Speaking at the time, the service’s Chairman Tony O’Brien said that the scheme is “not designed to screen all areas at the same time”.

He added: “Public protests or demonstrations do not dictate or have any impact on the screening sequence.

“BreastCheck remains committed to the delivery of the service to all women aged 50 to 65 and women in Waterford should be aware that there is a very clear schedule for the provision of BreastCheck to the rest of County Waterford.”

Cllr Mary Roche echoed Cllr Ryan’s sentiments, stating: “I am calling now on the Minister for Health, not only to deliver BreastCheck to Waterford but to initiate an investigation into why the service can have been promised so many times only for those promises – including her own – to be broken.

“This is not an acceptable position for the women of Waterford to be in and needs immediate and urgent attention.”

Writing on her blog, Cllr Roche outlined her concerns about the absence of routine cancer screening for women in the city, which had previously available at Waterford Regional Hospital.

 

“That means that women whose mothers or sisters may have had breast cancer, thereby increasing the likelihood that they may get the disease, can not avail of screening,” she stated.

“A woman now has to present with an actual or suspected lump in order to receive a test.

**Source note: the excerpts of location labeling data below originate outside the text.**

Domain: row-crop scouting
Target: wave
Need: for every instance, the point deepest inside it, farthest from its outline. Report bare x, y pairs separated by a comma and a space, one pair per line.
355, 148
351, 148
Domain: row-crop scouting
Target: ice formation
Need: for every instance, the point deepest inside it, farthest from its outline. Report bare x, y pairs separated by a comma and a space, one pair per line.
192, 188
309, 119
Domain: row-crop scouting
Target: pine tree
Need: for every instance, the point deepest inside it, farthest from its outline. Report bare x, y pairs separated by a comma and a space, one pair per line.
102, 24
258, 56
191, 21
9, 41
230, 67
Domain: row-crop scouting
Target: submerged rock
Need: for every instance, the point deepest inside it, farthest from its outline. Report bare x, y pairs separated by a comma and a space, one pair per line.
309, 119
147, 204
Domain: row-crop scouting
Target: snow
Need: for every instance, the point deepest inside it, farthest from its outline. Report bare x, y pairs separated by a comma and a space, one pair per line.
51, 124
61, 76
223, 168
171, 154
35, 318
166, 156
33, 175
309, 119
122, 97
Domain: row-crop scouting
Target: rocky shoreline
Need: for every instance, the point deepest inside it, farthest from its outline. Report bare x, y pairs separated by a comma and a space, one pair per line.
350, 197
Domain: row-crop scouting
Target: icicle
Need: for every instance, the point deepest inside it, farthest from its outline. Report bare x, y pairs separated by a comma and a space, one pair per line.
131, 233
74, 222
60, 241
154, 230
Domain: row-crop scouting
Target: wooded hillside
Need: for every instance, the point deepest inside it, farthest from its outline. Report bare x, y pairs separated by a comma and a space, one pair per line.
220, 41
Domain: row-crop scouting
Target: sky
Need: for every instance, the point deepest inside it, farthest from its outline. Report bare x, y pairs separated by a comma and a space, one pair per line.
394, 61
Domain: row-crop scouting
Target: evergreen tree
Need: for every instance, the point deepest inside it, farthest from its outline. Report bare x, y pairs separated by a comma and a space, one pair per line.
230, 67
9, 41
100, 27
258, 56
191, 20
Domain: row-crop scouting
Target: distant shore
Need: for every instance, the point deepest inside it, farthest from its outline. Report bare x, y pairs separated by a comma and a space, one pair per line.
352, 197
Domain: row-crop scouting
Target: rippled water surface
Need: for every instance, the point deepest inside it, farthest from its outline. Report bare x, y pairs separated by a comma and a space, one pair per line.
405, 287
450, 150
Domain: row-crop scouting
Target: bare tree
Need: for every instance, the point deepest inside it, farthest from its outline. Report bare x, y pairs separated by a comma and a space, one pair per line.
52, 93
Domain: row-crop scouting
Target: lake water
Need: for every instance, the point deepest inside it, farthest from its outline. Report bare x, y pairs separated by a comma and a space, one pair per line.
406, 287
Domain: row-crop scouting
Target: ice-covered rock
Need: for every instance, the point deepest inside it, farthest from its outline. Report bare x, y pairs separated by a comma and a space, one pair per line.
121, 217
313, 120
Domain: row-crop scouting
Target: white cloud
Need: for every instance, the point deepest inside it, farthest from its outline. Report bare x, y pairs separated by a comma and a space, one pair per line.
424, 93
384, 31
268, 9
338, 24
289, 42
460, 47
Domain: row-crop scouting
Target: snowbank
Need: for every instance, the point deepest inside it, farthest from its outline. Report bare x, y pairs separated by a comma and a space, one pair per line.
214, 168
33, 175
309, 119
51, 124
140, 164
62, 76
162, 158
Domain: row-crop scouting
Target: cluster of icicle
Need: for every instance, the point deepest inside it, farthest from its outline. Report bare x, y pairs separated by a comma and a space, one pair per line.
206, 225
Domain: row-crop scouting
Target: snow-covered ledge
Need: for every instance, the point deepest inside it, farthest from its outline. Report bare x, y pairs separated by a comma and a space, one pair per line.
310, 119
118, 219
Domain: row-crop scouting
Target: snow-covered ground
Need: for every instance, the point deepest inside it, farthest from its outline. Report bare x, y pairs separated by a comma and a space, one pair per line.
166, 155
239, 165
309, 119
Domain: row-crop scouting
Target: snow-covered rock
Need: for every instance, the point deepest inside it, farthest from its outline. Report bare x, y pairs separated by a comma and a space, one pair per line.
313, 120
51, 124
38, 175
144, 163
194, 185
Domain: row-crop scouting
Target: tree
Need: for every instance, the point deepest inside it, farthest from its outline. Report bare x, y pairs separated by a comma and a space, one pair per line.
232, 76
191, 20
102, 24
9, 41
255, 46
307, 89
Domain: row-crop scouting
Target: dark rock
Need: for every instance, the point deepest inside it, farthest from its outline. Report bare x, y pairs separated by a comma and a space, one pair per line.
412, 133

This is surely a retrogressive step and one which endangers the lives of many or our sisters, mothers, grandmothers, daughters, wives, partners, aunts, cousins and friends.

“Instead now of perhaps preventing or detecting breast cancer very early on, women must actually have discovered a lump in order to receive a mammogram.

“This situation simply has to end and in advance of the delivery of BreastCheck (and God knows at this stage when that will come) a programme must be made available at the very least, for women at high risk, whereby they can be screened regularly.”